Most of the time my evenings are difficult – not because of loss or grief but because of sheer exhaustion. The amount of work any one child creates for their parents is pretty substantial. The amount of work four children create isn’t just four times the amount it’s exponentially higher. I don’t have the exact formula, but it’s got to be something to the fourth or fifth power, not simply squared. For that reason up until the last week or so it’s been more about collapsing to sleep than it really has anything else.
But after yesterday’s philosophical discussion about the acceptance letter Andrea received to Creighton University I began to feel things I hadn’t realized were creeping up on me.
Today, I got the ring I’d ordered. It has the date – 3/26 stamped by hand in Roman numerals – III XXVI. It’s just rough and textured enough to match me, I suppose, both my feelings and my demeanor. I guess I appreciate getting it today because for some reason it’s really weighed on me. So many things I want to talk about and share and have the joy or sharing with someone and I don’t have the one person I really wish I could share them with. It’s not a woe-is-me attitude, I realize it sounds that way, but it’s not.
My daughter is going to the Prom. It’s not with a date, no, and she’s not having the perfect evening, I suppose, but I helped to make this happen. I found a dress. I helped her pick out shoes thanks to an amazing friend of mine. I set up getting her hair done and her day taken care of. She’s talking about college. I look at those things and wish I had someone I could tell about them and talk about them and just marvel at how far she’s come. Someone beside the ceiling fans and the light fixtures in the house.
The thoughts and feelings that well up in me are ones that I wish I had discussed with her in the past. Sometimes the words deep down are easy to ignore, as the song says. So many things about what our vision was for our kids’ futures and what kind of boys and men our sons would become are all things we had only broached and never really talked about.
Then there’s just the intimacy of another knowing you the way you hope they do. I realized looking at that acceptance letter that I hadn’t – not in all the times I travelled or stayed behind to clean up the sale of our house, or a million other trips – I never sent a letter to my wife when we were married. How silly is that? We all love getting mail. I mean, sure, we talked on the phone, we shared our lives, but how intimate and thoughtful is a letter, you know what I mean? Spur of the moment was always so much harder for me and the opportunity to write down those words, to share them, that is something I wish I had done.
So I realize now, after so many long months, what I am missing. It’s not a cry for help or a determination that I want to just go out and find someone. It’s that I have all these things in front of me: the 8th grade and high school graduations; the college ceremony; the weddings, grandchildren, all of them are going to happen and I’ll be the only one there. It’s not just that it isn’t fair, and that’s true, it’s that I’m coming to the realization that this is it: there is no other path. I have to keep writing this story because the other one truly has ended.
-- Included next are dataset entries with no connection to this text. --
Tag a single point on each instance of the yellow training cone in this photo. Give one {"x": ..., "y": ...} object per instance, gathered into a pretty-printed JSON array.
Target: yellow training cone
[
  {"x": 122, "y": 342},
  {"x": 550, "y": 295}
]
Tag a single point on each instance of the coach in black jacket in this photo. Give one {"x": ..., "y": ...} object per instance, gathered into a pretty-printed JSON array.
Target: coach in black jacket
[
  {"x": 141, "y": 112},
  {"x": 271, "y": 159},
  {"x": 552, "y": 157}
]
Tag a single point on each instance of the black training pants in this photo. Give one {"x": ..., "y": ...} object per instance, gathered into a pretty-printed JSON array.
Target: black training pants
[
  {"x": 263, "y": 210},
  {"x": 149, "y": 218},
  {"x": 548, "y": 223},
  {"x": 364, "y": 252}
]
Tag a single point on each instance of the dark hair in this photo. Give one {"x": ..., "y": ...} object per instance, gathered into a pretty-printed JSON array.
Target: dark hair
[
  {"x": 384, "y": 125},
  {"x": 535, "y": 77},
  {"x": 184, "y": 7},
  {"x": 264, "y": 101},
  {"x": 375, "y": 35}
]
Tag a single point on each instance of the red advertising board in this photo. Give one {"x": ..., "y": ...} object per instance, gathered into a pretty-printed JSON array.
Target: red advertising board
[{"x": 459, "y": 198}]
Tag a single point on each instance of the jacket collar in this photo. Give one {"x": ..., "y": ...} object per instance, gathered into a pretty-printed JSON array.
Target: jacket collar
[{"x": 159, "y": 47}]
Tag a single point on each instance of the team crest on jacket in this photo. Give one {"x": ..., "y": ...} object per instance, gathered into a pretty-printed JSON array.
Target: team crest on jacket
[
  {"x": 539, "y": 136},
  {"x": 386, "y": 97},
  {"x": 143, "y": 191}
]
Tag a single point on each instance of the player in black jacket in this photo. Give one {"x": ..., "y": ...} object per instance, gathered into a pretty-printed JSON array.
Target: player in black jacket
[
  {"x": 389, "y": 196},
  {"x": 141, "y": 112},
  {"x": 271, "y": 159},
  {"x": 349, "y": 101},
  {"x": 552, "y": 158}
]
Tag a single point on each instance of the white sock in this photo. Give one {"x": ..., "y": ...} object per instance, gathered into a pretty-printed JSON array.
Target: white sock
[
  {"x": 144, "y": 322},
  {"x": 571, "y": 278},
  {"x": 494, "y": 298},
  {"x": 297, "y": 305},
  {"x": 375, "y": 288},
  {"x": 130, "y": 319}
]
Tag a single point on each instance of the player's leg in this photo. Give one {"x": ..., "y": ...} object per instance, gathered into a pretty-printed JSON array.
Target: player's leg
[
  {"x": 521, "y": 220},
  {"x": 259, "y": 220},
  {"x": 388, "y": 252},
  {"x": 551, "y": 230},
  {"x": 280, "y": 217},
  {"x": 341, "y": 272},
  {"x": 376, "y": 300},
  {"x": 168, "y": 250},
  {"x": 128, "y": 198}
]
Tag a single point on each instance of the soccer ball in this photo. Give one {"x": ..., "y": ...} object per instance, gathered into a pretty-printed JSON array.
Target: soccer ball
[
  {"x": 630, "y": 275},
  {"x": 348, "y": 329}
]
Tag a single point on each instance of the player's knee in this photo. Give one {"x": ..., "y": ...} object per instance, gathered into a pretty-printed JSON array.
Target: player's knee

I worry about our kids, having so much time to contend with knowing they only have me as their parent. Sure, I got the dress and all that stuff but it’s your Mom that you want to do makeup and hair and talk about boys and who you dance with and who you want to dance with. Sure, they have aunts and friends but they’re just not Mom.
How do I know this? Because I suffer from the same thing. I have all these things, amazing friends, colleagues, people who want to help, and I’d be glad to talk with them, sure, but it’s just not the same. It’s not Andrea. This woman understood me and listened and I realize now that I wish I told and asked her so many more things. I wish I’d been far less selfish and far more loving. I do miss being able to look over and just smile, feeling the warmth, and for no reason say “I love you.”
I think ahead to when the kids are gone and wonder what I will do? Where will they be? Where will I go? I don’t see myself with another person, not really. Maybe that will change, maybe something will happen I least expect. But then again, maybe things will be like this. Maybe it’s time to travel the worlds, see the Pyramids like I’d always wanted. Maybe I could ask the BBC if they have an opening for a silly, crazy Yank who wants to live in England for ahwile.
The thing is, those aren’t thoughts or dreams I want and am glad I have them. They’re thoughts and ideals that I’d postulated to my wife and now I don’t have her here to tell me how silly they are or how impractical they are. Maybe that’s for the best, maybe I use my imagination more and find some adventure.
But for the most part, I find the words deep in my heart are the easiest and most necessary to ignore now. Silence ain’t golden, and maybe that’s why I write the things here every night.
But I do wish I’d had more time to say those words, and most importantly, to hear hers again.